Passing in an invalid name results in:

ORA-44004: invalid qualified SQL name

Once again, this routine does not verify that an SQL object exists with such a name, only if the name is a valid name. In our example, running the routine with a valid name that does not exist results in;

ORA-00942: table or view does not exist

ENQUOTE_NAME

Oracle will accept names using any character, including spaces and punctuation, if the name is enclosed in double quotes. For example “A silly column name!” is a legitimate name. DBMS_ASSERT.ENQUOTE_NAME wraps a name in double quotes to handle this situation. By default it will also make all alphabetic characters upper case unless the second parameter is set to FALSE. Names already enclosed in double quotes are left alone.

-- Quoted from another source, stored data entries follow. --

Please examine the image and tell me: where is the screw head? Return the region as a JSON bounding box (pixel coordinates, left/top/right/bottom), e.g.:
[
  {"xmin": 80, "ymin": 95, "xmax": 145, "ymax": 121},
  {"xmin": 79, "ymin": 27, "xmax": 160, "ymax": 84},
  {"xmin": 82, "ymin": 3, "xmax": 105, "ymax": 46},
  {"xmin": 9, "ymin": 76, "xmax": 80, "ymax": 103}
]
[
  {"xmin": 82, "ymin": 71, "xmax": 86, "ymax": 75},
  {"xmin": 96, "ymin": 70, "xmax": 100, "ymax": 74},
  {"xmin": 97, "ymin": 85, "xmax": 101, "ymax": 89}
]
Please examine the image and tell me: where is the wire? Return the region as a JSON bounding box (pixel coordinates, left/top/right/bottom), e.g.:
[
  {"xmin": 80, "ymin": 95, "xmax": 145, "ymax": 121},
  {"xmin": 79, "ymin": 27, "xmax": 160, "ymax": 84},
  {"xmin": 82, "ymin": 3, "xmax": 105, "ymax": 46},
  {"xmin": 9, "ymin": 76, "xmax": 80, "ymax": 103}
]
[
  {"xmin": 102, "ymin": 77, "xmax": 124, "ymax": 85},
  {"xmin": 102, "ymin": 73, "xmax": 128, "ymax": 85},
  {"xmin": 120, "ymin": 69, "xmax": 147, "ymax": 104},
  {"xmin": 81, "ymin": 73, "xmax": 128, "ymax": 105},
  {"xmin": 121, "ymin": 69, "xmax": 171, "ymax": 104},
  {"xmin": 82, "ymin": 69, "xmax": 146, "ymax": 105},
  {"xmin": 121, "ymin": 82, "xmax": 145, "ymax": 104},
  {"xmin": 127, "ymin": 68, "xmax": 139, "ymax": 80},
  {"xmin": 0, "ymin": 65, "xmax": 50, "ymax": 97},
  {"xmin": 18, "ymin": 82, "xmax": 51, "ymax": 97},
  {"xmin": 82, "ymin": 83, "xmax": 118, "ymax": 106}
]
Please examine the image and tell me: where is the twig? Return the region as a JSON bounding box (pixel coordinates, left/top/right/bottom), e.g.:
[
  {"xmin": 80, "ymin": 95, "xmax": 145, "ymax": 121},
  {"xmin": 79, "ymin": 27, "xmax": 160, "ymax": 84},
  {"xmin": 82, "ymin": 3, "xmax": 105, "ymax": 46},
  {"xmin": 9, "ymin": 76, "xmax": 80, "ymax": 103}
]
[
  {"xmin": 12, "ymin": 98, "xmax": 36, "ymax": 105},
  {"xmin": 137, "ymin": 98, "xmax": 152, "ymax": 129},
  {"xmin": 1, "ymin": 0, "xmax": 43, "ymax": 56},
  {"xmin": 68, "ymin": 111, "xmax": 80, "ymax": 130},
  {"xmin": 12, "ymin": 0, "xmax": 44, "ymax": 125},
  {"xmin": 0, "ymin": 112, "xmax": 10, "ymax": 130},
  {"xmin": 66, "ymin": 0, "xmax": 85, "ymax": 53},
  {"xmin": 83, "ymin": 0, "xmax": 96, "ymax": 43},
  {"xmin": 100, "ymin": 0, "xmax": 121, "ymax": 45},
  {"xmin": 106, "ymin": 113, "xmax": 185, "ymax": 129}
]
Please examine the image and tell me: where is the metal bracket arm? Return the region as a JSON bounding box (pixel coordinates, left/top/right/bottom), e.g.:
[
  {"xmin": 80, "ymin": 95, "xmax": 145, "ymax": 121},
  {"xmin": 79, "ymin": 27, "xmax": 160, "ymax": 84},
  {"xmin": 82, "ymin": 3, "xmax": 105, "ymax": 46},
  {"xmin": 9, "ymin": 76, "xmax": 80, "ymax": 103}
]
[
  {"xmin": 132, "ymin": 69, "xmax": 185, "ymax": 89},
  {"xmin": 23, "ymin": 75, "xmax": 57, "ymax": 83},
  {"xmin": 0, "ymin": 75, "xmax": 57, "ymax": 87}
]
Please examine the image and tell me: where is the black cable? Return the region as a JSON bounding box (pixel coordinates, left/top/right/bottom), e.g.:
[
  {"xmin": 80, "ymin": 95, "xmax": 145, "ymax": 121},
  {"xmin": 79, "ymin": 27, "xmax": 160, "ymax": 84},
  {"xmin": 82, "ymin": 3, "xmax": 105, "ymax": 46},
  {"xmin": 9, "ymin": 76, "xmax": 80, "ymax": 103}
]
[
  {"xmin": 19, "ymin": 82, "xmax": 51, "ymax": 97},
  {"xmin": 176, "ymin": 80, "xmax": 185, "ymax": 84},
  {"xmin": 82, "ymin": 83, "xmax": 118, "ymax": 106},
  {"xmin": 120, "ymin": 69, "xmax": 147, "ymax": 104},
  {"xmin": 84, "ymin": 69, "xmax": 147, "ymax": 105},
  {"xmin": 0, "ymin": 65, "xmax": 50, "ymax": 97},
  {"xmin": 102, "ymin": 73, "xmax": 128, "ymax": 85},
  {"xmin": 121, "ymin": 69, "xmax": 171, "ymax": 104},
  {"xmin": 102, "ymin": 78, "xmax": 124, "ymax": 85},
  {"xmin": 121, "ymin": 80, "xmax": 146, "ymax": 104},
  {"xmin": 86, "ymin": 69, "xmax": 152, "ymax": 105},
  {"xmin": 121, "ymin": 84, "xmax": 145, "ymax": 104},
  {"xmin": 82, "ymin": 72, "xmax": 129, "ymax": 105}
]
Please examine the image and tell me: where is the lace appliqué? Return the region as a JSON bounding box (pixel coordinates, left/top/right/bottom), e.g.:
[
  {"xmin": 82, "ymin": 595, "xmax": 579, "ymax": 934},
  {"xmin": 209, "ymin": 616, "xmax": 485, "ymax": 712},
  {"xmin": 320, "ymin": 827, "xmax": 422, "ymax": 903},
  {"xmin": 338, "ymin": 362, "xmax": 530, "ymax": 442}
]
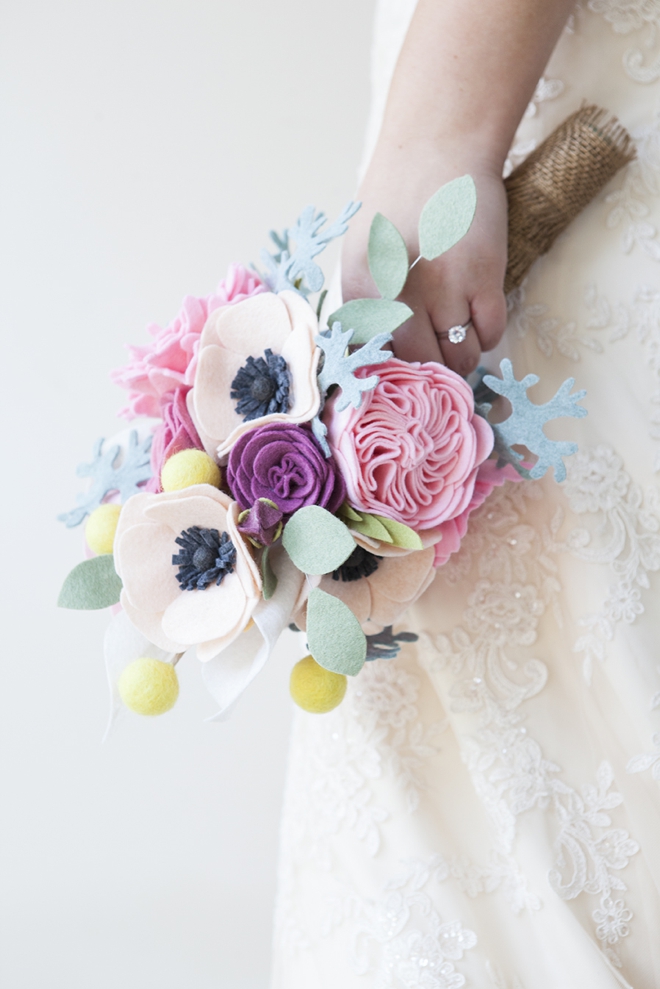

In our example, we would use the routine as follows:

l_sql_string := 'SELECT ' || DBMS_ASSERT.SIMPLE_SQL_NAME(DBMS_ASSERT.ENQUOTE_NAME(p_column_name)) ||
                ' FROM  ' || DBMS_ASSERT.QUALIFIED_SQL_NAME(DBMS_ASSERT.ENQUOTE_NAME(p_table_owner) || '.' 
                          || DBMS_ASSERT.ENQUOTE_NAME(p_table_name)) ||
                ' WHERE ' || p_column_name || ' LIKE ''' || p_starts_with || '%'''; 

Once a name is enclosed in double quotes it will pass the checking done within DBMS_ASSERT.SIMPLE_SQL_NAME.
An exception is thrown by DBMS_ASSERT.ENQUOTE_NAME if the string provided contains a double quote in any position other than the first and last character:

ORA-44003: invalid SQL name

ENQUOTE_LITERAL

This routine will enclose a string literal inside single quotes, making it suitable for string literal parameters within SQL. In our example we would use it as:

l_sql_string := 'SELECT ' || DBMS_ASSERT.SIMPLE_SQL_NAME(p_column_name) ||
                ' FROM  ' || DBMS_ASSERT.QUALIFIED_SQL_NAME(p_table_owner || '.' || p_table_name) ||
                ' WHERE ' || p_column_name || ' LIKE ' || DBMS_ASSERT.ENQUOTE_LITERAL(p_starts_with || '%') ; 

If we were to attempt the SQL injection attack noted at the start of the post then we would get the following exception:

ORA-06502: PL/SQL: numeric or value error
ORA-06512: at "SYS.DBMS_ASSERT", line 409
ORA-06512: at "SYS.DBMS_ASSERT", line 493
ORA-06512: at line 16
ORA-06512: at line 36

which is what DBMS_ASSERT throws if the string contains a single quote, not doubled up with another single quote.

Summary

SQL injection is not a theoretical security problem, it’s a very real problem. In Oracle the best way to mitigate it is use static SQL statements. This may not always be possible though and so you will need to take steps to prevent dynamically generated SQL from being abused. Oracle provides you with DBMS_ASSERT for just this purpose. The routines contained in DBMS_ASSERT go a long way to protect the various parts of an SQL statement from being used for injection.

Lastly, please be aware that if you do something as silly as to allow applications to call a routine similar to:

PROCEDURE do_sql (p_sql_string)
AS
BEGIN
    EXECUTE IMMEDIATE p_sql_string;
END do_sql;

then there is very, very little that can do done for your security.